Presenting author: Scott Neufeld

Presenting author biography:

Scott Neufeld is a PhD student in Social Psychology at Simon Fraser University in Burnaby, BC, Canada. Scott’s research focuses on interventions to reduce drug user stigma. Other research interests include social identity theory, collective resistance, NIMBYism, inclusive identities and the ethics of critical community-based participatory action research.
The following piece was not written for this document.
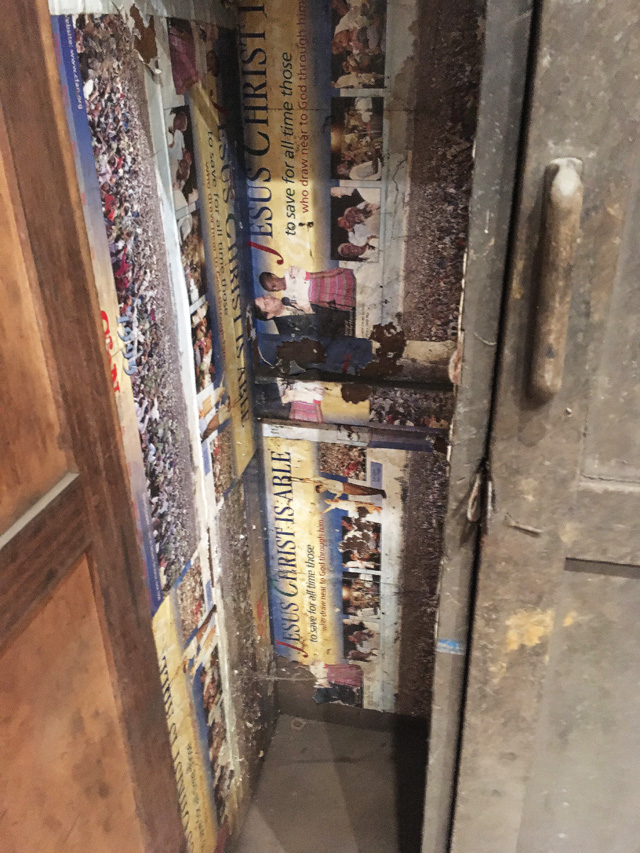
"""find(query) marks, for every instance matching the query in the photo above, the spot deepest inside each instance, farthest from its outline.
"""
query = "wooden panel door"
(84, 749)
(550, 740)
Research 101: Empowering community members in Vancouver’s Downtown Eastside to develop local guidelines for ethical research with people who use drugs

Scott Neufeld, Nicolas Crier, Samona Marsh, Lindsay Deane, Michael Schmitt

ISSUE:
People who use drugs (PWUD) are a heavily-researched population. In the context of the overdose crisis in North America, research that scrutinizes the lives of PWUD has only increased. This has amplified the ongoing concerns of many participants and community collaborators who feel that too often research benefits researchers disproportionately, and leaves communities feeling exploited, misrepresented, and exhausted. How can research with PWUD be conducted more ethically?

SETTING:
The Downtown Eastside (DTES) neighborhood (Vancouver, Canada) has been the site of multiple public health epidemics related to injection drug-use (most recently the opioid overdose crisis) as well as cutting-edge harm reduction interventions. This background has made the DTES one of the most heavily-researched communities in the world.

PROJECT:
In early 2018, with funding and support from Simon Fraser University and a local NGO, we developed a series of six weekly workshops called “Research 101”. These workshops brought together approximately 13 representatives from peer-based organizations (including PWUD) in the DTES to create space for community members themselves to discuss the pitfalls and potential of research in their neighborhood and empower them to develop local guidelines for ethical research in the DTES.

OUTCOME:
Research 101 workshop discussions were summarized in a co-authored “Manifesto for ethical research in the Downtown Eastside” that serves as a resource to both empower community organizations to develop more equitable partnerships with researchers and also help researchers ground their work in locally developed ethical principles of researcher transparency, community-based ethical review, empowering peer researchers in meaningful research roles, and taking seriously the need for reciprocity in the research exchange. Our ongoing work includes building consensus for these guidelines within the community and institutionalizing the principles of the manifesto in local universities’ procedures for ethical review of research in the DTES. Furthermore, our process could be replicated elsewhere.